Network Interface listed as device name
WolfspiritM opened this issue · 4 comments
Currently there is a hardcoded list of Network Interfaces checked to not store the network interface as hostname if the device doesn't provide one. On my Synology I have a bond and the network Interface name is called ovs_bond0 so I got a dns entry called "ovs_bond0" and I think that depends on if ovs is enabled or disabled, too.
As a fix I did the following:
At the top I added ( in my case under ZonePath=):
NetworkInterfaces=",`ip -o link show | awk -F': ' '{printf $2","}'`"
Which results in a list like this depending on the setup:
,lo,sit0,eth0,eth1,ovs-system,ovs_bond0,docker0,docker4452410,
Then I changed the awk call to this:
awk -v YourNetworkName=$YourNetworkName -v RecordType=$1 -v StaticRecords=$2 -v adapters=$NetworkInterfaces
And removed the hardcoded list from the BEGIN block of the awk script.

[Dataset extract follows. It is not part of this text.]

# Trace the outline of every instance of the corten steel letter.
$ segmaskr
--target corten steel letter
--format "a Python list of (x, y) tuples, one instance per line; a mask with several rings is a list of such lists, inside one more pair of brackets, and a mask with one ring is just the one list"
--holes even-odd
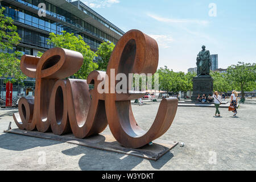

Now I was thinking about people maybe having multiple machines for docker (for example) or having a system called ovs-system coincidentally.
The main need of blocking that names is the dhcp-leases.log which stores devices like this:
TIMESTAMP MAC IP HOSTNAME INTERFACE
And if there is no hostname set for this device:
TIMESTAMP MAC IP INTERFACE
It would be easy to just add lines which contain more then 4 columns but I'm not sure if the following exists, too in some cases:
TIMESTAMP MAC IP HOSTNAME (Interface is missing)
So what I did is I changed the AWK script to add the line when the following is true:
- More then 4 Columns (no matter what the hostname is as with 4 columns we can be pretty sure that the interface would be the last one)
- Less then 4 Columns and Column 3 is not an Interfacename
Also for anything else (static leases via dhcp-host) I removed that check as the interface is not contained in that line anyway.
However I disallowed any name that is an asterisk (which is a placeholder) or empty in both cases.
The final AWK script I'm using:
awk -v YourNetworkName=$YourNetworkName -v RecordType=$1 -v StaticRecords=$2 -v adapters=$NetworkInterfaces '
BEGIN {
# Set awks field separator
FS="[\t =,]";
}
{IP=""} # clear out variables
# Leases start with numbers. Don't use if column 4 is an Interface
$1 ~ /^[0-9]/ { if(NF>4 || index(adapters, "," $4 "," ) == 0) { IP=$3; NAME=$4; RENEW=86400 } }
# Static assignments start with dhcp-host
$1 == "dhcp-host" {IP=$4; NAME=$3; RENEW=$5}
# If we have an IP and a NAME (and if name is not a placeholder)
(IP != "" && NAME!="*" && NAME!="") {
split(IP,arr,".");
ReverseIP = arr[4] "." arr[3] "." arr[2] "." arr[1];
if(RecordType == "PTR" && index(StaticRecords, ReverseIP ".in-addr.arpa.," ) > 0) {IP="";}
if(RecordType == "A" && index(StaticRecords, NAME "." YourNetworkName ".," ) > 0) {IP="";}
# Print the last number in the IP address so we can sort the addresses
# Add a tab character so that "cut" sees two fields... it will print the second
# field and remove the first which is the last number in the IP address.
if(IP != "" && NAME!="*" && NAME!="") {
if (RecordType == "PTR") {print 1000 + arr[4] "\t" ReverseIP ".in-addr.arpa.\t" RENEW "\tPTR\t" NAME "." YourNetworkName ".\t;dynamic"}
if (RecordType == "A") print 2000 + arr[4] "\t" NAME "." YourNetworkName ".\t" RENEW "\tA\t" IP "\t;dynamic"
}
}
' $DHCPAssigned| sort | cut -f 2- | uniq
P.S.:
Also the static leases are saved in /etc/dhcpd/dhcpd-ovs_bond0-static.conf for me but as the script reads the dhcpd.conf, too, I didn't need to change anything. Is the call to eth0-static.conf really needed as both files contain the same data (at least in my bond0 case)?
Here is the final script:
https://gist.github.com/WolfspiritM/a47aef594bef4498063f0d4db2140b34
This looks pretty good at first glance, Wolf. These changes look like a more robust fix to the static interface names.
I am still running DSM 5.2 and it looks like these changes will still work there. Could you generate a pull request? I'd like to test it out and merge it in if it works for me.
BTW, I think you are right about the reference to eth0-static.conf being unnecessary. I just put it in there after someone mentioned it helped them when running DSM 6.0. I didn't have any way to test it myself though. Since it is working for you with a different interface name, we should be able to remove it.
FYI - these changes are incorporated into the script. Nice work @WolfspiritM
Sorry that I haven't responded. I didn't see the dynamic network interface loading in the script so I just submitted a PR. This also fixes invalid hostnames :-)
P.S.: I'm on 6.1 and everything works fine.